In a stark sign of today’s tough times, at least a half dozen storefronts will likely be empty by the time Holland Happening parade-goers march down Pioneer Way this spring.

The Feather Duster, a consignment studio that offered unique fine furnishings and home accessories, closed its doors March 28— the first of several business to leave town.

Giovanni and Mary Jo Strain bought the shop in August 2007. At first business was good, but at the end, customers weren’t buying like they used to.

“We’re doing hardly any sales at all,” Giovanni said just before the closure. “People are just frozen.”

Giovanni doesn’t know what he’ll do for work after The Feather Duster, but said he’ll be looking for a job.

Several blocks east on Pioneer Way, other businesses’ sales are struggling.

Diane Sullivan, owner of Wind and Tide Bookshop, agrees that it’s a slow time.

In addition to the rough economy, the longtime shop owner said the December snowstorm and street closure for the Pioneer Way waterline replacement last year contributed to slumping sales.

Former Shady Lady, Mickey Williams, still keeps shop in Harborside Village. Shady Ladies was a popular longtime antique store run by several women, who now operate their own separate businesses. The retail scene has changed a lot in Williams’ 22 years of downtown business experience, she said, attributing her continued success to regular clients and a sensible business model.

“We’ve got to cut back in some areas to make room for other expenses,” she said of her strategy.

Stamping Pad, another shop in Harborside Village, will soon close its doors, not because of the economy, but because owner Salla Wagner and her family are moving to Hawaii.

Wagner hoped to sell the business, but so far no one has offered to buy, despite “pretty consistent” sales.

Across the street, Rosalind Daily prepares to shutter her shop.
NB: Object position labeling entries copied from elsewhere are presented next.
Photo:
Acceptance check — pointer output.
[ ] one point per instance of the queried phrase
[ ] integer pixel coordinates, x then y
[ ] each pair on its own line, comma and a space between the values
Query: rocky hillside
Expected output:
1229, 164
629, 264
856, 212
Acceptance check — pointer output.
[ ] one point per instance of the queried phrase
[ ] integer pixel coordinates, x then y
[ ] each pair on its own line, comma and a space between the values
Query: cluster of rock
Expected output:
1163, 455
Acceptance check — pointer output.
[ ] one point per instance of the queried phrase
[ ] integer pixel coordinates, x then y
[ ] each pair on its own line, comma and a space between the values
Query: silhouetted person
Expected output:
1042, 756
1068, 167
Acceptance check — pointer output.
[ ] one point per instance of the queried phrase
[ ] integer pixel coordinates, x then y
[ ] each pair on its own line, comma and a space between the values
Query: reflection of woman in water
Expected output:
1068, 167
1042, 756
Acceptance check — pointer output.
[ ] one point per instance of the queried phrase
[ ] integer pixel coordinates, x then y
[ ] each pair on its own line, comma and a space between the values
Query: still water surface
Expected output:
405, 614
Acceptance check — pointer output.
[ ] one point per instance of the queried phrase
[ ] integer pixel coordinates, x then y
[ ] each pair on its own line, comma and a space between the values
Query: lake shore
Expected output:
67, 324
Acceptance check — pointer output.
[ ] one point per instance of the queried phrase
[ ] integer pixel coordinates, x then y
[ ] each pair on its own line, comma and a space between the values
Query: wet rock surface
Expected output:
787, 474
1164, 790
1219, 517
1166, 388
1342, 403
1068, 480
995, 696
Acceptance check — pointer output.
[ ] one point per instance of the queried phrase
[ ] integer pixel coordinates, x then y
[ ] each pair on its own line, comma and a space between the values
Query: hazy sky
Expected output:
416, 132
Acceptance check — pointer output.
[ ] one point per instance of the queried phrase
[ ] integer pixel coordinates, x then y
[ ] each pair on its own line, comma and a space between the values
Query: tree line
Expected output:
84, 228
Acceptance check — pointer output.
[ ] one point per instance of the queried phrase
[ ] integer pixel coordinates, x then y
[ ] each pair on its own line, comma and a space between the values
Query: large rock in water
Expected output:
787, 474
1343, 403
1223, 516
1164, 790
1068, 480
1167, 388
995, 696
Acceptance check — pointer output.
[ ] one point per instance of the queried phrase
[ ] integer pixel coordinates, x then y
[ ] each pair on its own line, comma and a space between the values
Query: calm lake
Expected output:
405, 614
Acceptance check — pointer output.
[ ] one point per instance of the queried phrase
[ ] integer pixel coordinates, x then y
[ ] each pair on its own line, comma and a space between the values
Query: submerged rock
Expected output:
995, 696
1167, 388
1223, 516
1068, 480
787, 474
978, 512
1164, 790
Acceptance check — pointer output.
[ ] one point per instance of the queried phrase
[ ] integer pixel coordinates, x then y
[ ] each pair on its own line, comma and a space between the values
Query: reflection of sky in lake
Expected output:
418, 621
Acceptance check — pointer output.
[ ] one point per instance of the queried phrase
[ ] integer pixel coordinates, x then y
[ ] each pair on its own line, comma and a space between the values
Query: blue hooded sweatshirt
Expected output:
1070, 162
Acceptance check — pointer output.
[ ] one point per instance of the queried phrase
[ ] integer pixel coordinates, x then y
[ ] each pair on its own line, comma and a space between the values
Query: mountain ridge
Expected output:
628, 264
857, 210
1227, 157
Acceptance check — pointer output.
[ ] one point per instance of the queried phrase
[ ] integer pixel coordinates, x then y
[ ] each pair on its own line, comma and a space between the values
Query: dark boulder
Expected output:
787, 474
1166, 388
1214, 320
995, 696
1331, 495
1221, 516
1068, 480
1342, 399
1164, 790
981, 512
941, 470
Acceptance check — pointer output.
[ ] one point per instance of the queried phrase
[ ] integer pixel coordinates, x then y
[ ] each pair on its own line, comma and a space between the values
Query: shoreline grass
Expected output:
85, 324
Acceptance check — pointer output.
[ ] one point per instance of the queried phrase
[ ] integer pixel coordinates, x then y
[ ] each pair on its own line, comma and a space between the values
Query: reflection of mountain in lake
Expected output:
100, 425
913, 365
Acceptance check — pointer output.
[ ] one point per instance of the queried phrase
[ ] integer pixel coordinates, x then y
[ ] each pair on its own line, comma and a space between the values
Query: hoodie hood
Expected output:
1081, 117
Also a former Shady Lady, Daily branched out 12 years ago to open Fancy Pants. Her husband’s health, not the economy, is behind the closing, she said, adding that business was still humming along because of a solid base of faithful customers. The couple plan to move to Tucson, Ariz. in October.

Storefront 810 remains empty two months after Bob’s Cabinet Creations moved out. Owner Bob Crouch decided to move to Mount Vernon and work for someone else, Kristi Jensen, owner of Harborside Village, said.
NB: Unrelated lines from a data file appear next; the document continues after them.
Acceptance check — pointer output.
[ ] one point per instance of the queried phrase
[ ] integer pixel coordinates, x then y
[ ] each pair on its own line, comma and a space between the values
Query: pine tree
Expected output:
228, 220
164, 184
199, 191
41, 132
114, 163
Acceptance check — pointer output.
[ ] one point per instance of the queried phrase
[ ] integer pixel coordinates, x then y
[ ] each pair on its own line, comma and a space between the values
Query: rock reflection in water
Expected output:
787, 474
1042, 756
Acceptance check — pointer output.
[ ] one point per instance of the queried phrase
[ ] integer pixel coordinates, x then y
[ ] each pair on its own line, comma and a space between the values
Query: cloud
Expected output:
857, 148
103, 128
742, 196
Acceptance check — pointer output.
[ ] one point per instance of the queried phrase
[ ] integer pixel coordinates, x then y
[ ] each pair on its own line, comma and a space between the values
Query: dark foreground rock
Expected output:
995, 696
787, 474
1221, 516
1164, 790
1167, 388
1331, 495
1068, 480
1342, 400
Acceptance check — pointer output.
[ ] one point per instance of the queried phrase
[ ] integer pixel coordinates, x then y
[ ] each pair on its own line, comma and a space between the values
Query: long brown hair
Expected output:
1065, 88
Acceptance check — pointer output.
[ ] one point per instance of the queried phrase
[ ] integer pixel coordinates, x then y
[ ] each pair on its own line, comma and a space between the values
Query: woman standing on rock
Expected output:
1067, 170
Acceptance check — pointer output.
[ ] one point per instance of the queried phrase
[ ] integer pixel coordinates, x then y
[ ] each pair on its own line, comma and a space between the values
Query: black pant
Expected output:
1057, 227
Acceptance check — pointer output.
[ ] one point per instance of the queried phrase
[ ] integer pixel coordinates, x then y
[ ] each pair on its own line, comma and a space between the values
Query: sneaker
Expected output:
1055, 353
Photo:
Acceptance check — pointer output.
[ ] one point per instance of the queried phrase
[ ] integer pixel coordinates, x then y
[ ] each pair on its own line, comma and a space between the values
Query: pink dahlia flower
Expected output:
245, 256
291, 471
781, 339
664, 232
Island Cafe left in January for a spot on Highway 20 across from Kmart.

Two vacant and four soon-to-be empty storefronts dot Pioneer Way, but Jensen said there’s competition among entrepreneurs looking to rent.
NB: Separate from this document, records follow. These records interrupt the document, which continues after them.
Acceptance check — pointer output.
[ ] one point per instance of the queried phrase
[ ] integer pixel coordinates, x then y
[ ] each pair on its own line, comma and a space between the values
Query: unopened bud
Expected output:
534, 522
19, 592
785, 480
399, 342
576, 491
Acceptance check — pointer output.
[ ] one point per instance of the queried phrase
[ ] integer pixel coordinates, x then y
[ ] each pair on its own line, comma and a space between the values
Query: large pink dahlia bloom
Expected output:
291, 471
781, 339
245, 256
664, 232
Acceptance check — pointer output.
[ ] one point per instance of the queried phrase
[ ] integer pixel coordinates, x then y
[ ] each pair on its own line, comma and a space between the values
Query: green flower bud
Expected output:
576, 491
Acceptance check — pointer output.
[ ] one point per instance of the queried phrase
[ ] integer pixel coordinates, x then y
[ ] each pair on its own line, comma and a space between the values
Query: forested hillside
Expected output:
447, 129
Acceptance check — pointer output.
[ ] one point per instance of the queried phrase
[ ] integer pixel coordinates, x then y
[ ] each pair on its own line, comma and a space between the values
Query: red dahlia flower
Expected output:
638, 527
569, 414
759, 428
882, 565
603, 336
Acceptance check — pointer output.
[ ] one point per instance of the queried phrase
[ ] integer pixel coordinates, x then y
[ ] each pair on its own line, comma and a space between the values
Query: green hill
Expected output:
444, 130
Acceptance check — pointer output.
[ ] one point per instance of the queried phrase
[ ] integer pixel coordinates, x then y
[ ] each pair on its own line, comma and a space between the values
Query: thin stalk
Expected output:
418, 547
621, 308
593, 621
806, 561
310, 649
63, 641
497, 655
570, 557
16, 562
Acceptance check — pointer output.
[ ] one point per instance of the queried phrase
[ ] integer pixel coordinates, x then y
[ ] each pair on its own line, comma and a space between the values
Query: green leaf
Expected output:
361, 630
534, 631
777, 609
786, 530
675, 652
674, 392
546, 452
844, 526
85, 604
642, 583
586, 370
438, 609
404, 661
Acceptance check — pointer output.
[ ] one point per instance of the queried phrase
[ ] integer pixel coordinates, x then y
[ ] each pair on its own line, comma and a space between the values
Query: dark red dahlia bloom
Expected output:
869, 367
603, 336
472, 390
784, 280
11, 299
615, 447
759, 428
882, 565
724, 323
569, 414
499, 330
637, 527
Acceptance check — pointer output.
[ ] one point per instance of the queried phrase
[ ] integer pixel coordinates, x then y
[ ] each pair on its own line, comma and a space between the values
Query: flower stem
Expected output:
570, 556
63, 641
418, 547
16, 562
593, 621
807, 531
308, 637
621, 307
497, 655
Downtown store owners aren’t imagining the drop in consumer spending. A comparison of Oak Harbor’s first quarter tax revenue for 2007 to 2009, shows a dip in shopper’s ability — or willingness — to spend. This year’s first quarter tax revenues brought in $55,405 less than 2007 and $57,182 less than in 2008.

“Sales tax receipts are tracking at slightly less than 7 percent below our 2007 receipts,” Doug Merriman, city finance director, said.

Oak Harbor consumers are also spending less on gas, as is seen in this year’s first quarter gas tax revenues, which is $14,569 less than two years ago and $9,836 below last year’s mark.

Despite the downturn, a handful of store owners credit the economic slowdown to their recent success.

Bruce King, owner of King’s Card Shop, likens himself to the Pioneer Way “Godfather.”

“It’ll be 20 years in April and I’m having the best year I’ve ever had,” King said.

The only explanation King had for his rising sales is that cash-strapped folks are spending more on hobbies and less on big-ticket items like big screen TVs, cars and overseas vacations.

Popsies, in its third year of business, is continuing its upward trend, reports owner Kay Coolidge.

“We’re hanging in there,” she said. “Each year we’ve done better than the year before.”

Coolidge suspects that the continued success stems from palatable prices.

“This is not a high-end commodity,” she said of the sweet shop’s plentiful popcorn, ice cream and tasty treats in stock.

Laura Apgar, who owns Paint Your World with her husband, Ron, said this year’s sales are on target with last year’s numbers. The studio allows customers to paint their own pottery or create fused glass artwork.

“It’s still an affordable escape,” Apgar said.